Mas há outras coisas além do meu temperamento. Sou de uma geração em que ainda não havia a globalização nem a americanização que hoje grassam de maneira insuportável. Tínhamos o padrão francês, onde o sujeito levava dez, 15 anos para fazer uma tese. Uma tese de doutorado é a obra da vida de uma pessoa.
Essa fúria de publicar, que vem dos EUA, não estava disseminada na minha época. Há um certo descompasso entre a minha geração e a atual. Eu não sou tão exceção na minha geração.

Folha - A produção do sr. em termos de artigos é vasta, porém nunca parece ter havido a preocupação de reuni-la em um livro. Essa iniciativa se deve agora a seus alunos?
Novais -
É comum, no fim da carreira, que as pessoas façam uma antologia do foi publicado e está disperso. O livro surgiu de uma insistência dos meus alunos, quando eu estava próximo de completar 70 anos. Logo de saída, disse a eles que não queria saber de comemorações.
Como me pressionaram, estabeleci condições. Uma delas é que não poderia haver nenhuma menção de comemoração à idade, nem na orelha do livro, nem no folder, em lugar nenhum.
Então estabeleci que faríamos um seminário que não fosse aberto ao público, apenas para os orientandos. A partir do seminário, surgiu a idéia de fazer o livro. Não gosto desse tipo de recolha porque dá a idéia de que daqui para a frente não vai sair mais nada, e eu quero escrever ainda umas três ou quatro coisas que acho importantes nos próximos anos. Sim, porque depois dos 80 ninguém escreve mais nada.

Folha - O que se perdeu e o que se ganhou com a profissionalização do ofício do historiador? Concorda com o fato de que seu livro "Portugal e Brasil na Crise do Antigo Sistema Colonial (1777-1808)" tenha sido, talvez, uma das últimas grandes análises ao estilo que fazia do Brasil a geração de 30? Depois disso, os recortes passaram a ser cada vez mais fechados, o que, se de um lado ajudou a profissionalizar o ofício, levou à perda da dimensão maior dos problemas brasileiros?
Novais -
A profissionalização é um aspecto da modernização. Representou o abandono do ensaísmo, das visadas gerais. Isso ocorreu no Brasil na segunda metade do século passado, a partir da universidade, mas, sobretudo, a partir dos anos 50. No Brasil, entretanto, mantém-se mais isso do que em outros países. A tendência dos modernos, dos atualizados, é dizer que isso é atraso. E a isso está ligada à pertinência do marxismo. Acho que isso é superficialidade.

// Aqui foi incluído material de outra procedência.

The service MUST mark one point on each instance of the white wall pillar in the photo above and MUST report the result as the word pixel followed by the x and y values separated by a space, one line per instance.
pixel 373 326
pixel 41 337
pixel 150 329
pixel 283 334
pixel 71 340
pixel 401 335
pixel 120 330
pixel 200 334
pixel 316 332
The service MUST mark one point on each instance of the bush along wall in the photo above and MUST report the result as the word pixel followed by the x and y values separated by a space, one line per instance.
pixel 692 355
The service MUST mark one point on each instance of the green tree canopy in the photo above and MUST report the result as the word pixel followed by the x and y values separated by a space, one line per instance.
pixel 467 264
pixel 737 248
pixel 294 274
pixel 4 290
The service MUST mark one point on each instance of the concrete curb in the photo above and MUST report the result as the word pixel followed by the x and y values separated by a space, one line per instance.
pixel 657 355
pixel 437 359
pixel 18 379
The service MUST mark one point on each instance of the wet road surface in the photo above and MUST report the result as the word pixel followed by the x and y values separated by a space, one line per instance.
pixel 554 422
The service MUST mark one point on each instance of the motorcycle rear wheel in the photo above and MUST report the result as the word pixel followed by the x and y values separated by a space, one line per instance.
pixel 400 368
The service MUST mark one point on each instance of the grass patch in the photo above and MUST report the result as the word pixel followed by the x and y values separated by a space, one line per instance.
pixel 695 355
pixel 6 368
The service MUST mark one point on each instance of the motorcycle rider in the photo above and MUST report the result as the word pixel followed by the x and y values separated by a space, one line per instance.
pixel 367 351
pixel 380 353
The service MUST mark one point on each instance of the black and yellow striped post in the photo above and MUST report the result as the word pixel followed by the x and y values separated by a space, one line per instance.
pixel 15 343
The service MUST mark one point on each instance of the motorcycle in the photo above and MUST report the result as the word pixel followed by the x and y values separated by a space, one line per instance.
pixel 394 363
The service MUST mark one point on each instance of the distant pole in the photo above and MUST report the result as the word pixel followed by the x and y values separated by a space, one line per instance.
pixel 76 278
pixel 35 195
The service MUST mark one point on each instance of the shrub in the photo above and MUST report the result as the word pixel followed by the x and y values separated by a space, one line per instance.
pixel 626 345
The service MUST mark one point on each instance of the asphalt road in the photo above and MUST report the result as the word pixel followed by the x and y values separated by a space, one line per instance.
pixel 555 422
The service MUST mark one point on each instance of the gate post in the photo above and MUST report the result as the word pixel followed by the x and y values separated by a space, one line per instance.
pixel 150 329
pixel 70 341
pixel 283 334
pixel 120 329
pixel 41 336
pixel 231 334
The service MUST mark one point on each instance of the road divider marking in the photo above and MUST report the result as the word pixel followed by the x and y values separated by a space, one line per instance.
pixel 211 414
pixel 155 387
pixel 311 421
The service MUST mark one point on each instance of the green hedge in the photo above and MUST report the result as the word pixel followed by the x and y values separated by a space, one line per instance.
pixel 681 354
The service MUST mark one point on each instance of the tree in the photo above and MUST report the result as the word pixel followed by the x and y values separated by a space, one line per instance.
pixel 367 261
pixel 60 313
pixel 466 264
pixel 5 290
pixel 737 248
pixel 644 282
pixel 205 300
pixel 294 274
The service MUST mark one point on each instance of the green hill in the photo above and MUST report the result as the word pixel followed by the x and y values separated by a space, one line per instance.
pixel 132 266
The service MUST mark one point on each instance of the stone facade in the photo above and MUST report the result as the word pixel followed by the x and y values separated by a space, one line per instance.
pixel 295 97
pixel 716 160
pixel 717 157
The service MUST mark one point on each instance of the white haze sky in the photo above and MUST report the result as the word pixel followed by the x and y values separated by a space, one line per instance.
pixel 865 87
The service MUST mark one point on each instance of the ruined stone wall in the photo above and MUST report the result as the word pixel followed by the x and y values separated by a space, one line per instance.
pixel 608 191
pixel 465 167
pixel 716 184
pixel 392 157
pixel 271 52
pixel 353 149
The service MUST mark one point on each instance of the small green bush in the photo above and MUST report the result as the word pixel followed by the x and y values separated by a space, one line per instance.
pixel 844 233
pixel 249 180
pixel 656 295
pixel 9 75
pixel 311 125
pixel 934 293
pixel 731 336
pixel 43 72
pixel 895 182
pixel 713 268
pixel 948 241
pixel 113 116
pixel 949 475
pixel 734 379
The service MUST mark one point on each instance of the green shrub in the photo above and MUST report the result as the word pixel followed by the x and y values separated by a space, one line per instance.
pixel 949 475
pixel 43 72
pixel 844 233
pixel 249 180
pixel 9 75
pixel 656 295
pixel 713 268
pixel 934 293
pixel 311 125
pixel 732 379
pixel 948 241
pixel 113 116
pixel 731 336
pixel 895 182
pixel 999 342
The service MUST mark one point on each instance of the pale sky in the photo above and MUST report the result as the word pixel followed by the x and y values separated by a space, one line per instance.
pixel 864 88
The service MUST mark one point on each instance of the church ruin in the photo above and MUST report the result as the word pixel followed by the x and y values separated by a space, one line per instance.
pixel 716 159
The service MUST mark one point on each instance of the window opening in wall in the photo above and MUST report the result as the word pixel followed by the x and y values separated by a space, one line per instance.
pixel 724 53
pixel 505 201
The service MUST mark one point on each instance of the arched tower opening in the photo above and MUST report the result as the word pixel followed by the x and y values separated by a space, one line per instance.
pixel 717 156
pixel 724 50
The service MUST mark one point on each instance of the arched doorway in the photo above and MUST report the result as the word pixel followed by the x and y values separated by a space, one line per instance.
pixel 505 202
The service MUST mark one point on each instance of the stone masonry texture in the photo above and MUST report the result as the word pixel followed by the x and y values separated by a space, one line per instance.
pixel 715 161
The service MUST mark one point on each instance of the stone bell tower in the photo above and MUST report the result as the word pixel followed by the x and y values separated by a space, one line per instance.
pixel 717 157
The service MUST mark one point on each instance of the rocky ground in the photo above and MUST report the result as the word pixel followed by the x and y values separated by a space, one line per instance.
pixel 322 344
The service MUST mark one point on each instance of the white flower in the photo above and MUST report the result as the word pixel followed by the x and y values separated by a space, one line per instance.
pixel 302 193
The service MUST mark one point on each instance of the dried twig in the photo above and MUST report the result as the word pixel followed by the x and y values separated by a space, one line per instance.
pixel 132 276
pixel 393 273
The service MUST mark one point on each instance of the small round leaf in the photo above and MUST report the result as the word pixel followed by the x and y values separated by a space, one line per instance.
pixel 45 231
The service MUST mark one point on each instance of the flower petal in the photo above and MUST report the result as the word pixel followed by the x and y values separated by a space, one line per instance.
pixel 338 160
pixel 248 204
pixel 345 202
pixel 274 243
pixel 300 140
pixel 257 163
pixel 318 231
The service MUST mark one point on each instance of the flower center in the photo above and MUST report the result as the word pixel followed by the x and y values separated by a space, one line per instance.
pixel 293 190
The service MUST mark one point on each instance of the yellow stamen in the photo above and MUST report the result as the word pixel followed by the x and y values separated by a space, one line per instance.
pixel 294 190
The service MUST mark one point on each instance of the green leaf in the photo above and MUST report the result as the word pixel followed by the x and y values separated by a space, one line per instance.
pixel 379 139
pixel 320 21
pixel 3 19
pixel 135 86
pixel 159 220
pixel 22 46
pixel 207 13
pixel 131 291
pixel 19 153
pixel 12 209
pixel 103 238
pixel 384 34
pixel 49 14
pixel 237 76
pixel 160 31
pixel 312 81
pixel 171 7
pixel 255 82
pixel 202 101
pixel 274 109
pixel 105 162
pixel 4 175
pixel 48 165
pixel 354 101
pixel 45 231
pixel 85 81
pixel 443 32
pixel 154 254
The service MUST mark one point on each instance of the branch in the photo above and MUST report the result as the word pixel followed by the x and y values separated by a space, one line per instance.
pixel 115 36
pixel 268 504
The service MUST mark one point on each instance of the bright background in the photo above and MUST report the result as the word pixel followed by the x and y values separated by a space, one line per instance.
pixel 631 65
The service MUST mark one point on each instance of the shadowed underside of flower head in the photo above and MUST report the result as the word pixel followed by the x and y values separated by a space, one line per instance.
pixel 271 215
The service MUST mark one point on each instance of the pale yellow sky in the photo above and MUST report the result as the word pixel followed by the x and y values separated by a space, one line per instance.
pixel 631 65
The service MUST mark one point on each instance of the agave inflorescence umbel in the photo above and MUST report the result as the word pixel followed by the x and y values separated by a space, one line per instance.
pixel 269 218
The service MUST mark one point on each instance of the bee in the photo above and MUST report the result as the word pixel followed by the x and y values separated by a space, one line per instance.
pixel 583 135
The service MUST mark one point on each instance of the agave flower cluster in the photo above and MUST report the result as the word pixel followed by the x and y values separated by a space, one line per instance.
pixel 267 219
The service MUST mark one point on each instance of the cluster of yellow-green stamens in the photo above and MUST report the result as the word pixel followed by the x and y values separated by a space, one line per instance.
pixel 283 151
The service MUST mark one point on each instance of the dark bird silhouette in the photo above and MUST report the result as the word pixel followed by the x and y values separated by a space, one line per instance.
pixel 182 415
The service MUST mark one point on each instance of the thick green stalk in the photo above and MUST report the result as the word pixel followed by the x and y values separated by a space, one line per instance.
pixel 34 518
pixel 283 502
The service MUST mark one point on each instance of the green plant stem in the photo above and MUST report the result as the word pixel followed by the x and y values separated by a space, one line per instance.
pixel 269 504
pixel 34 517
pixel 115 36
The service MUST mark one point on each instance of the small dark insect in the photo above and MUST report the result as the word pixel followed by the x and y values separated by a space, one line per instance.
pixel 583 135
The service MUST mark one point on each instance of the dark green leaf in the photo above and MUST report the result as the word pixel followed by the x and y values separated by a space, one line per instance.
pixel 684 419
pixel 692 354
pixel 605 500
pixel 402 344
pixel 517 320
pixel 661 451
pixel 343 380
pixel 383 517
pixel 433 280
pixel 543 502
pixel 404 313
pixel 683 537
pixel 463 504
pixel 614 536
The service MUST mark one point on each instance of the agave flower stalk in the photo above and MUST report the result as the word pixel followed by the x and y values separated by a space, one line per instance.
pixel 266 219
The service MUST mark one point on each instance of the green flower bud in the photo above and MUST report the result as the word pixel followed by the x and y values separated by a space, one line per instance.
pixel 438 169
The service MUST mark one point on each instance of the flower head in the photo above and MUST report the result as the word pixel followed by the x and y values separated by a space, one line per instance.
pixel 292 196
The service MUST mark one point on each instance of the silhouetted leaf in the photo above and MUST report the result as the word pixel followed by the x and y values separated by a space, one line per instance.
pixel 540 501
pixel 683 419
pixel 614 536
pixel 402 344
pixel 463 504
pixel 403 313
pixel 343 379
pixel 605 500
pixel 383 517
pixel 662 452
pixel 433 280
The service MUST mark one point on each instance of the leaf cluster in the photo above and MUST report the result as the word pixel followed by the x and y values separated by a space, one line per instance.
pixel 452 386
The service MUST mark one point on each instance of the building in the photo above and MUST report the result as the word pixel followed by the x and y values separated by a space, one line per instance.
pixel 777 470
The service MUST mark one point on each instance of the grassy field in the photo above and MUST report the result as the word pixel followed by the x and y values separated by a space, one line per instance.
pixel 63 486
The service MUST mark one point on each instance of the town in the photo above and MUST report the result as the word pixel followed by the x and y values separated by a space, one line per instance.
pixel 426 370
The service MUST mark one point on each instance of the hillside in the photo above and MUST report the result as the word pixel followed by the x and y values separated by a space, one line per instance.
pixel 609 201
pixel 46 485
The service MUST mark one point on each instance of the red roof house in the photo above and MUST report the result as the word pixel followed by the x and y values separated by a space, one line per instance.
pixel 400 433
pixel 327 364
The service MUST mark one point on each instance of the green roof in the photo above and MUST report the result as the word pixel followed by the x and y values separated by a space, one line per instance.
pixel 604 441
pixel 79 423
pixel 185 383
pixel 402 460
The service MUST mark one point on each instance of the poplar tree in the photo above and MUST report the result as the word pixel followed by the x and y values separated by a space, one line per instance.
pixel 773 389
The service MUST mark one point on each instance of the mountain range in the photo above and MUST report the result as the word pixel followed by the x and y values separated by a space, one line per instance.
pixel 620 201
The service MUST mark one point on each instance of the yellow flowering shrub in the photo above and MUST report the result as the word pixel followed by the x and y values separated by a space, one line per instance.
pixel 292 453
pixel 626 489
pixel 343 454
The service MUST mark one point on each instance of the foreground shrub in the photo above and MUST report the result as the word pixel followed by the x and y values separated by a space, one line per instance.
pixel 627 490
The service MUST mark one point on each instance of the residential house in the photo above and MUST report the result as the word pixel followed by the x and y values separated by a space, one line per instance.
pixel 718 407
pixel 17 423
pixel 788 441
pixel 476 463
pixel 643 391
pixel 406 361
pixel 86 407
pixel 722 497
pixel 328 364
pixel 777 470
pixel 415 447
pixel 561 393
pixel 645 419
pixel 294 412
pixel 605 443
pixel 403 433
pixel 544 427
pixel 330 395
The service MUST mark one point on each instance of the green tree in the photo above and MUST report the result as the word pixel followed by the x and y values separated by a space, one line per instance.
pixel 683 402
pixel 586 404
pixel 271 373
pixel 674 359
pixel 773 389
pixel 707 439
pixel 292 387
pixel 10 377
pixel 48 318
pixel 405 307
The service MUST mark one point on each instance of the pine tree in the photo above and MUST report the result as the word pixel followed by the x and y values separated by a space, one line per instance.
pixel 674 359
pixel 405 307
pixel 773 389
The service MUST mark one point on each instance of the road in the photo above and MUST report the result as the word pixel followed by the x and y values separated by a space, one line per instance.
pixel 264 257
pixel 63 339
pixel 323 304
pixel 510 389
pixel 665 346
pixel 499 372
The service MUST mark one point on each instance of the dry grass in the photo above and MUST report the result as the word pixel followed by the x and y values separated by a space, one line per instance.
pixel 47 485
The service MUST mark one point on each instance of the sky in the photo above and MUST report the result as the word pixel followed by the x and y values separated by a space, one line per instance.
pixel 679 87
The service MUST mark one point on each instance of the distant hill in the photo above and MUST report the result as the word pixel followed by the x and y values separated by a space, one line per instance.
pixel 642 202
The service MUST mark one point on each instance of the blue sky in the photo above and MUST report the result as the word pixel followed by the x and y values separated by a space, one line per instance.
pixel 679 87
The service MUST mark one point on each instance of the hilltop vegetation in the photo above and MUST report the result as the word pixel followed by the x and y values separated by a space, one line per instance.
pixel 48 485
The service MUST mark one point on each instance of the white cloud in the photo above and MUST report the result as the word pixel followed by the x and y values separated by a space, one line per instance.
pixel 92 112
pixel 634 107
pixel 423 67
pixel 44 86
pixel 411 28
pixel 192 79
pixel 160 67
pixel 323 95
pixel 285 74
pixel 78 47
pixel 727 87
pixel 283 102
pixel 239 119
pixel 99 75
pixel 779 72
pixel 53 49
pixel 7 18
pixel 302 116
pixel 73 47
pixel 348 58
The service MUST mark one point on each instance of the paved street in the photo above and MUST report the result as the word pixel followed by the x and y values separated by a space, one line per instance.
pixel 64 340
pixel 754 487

Não é a mesma coisa a modernização na França, na Inglaterra, nos EUA, no Brasil, no México.

Folha - Por quê?
Novais -
Porque a história não parou. Eles são, no fundo, discípulos de [Francis] Fukuyama, esse grande pensador nipo-americano que teve uma única idéia na vida, que é a idéia de que a história morreu. E que é uma estupidez. Está certo dizer que a modernização leva as pesquisas a serem regionalizadas, setorizadas. Normalmente, a modernização significa a exclusão da história. Na realidade, esses trabalhos não são ruins. O ruim é achar que o outro é necessariamente atrasado. Precisa haver uma integração das duas coisas. Nesse sentido, não estou querendo dar a idéia de que são excludentes.

Folha - O sr. diz, inclusive, nos artigos, que a Nova História não exclui a história marxista.
Novais -
Sim, exatamente. E acho que um percurso típico para refletir sobre esse aspecto é o de Florestan Fernandes. Ele começou a carreira como um scholar típico, moderno. E, depois de um determinado momento, passou a fazer interpretações gerais sobre o Brasil e a América Latina. Então dizem: "Ah, mas ele foi perseguido e saiu da universidade, por isso radicalizou-se politicamente". Sim, isso teve importância. Mas eu não estou convencido de que ele não iria se voltar para esses temas. Porque é o percurso que leva.
Tenho participado de debates em torno disso, na Anpocs, na Anpuh [Associação Nacional de História]. Sobre o grupo de leitura de Marx [Seminários Marx], criou-se um folclore, que, no fundo, é muito divertido. E é engraçado que tanto Pedro Puntoni [autor da introdução] como Laura de Mello e Souza [autora do texto da orelha], quando se referem à minha participação no seminário sobre Marx, citam Roberto Schwarz, que dizia que eu era a figura mais equilibrada daquele grupo. E isso porque não sou dogmático. Mantenho uma posição, mas creio que é preciso haver um diálogo com outras ciências.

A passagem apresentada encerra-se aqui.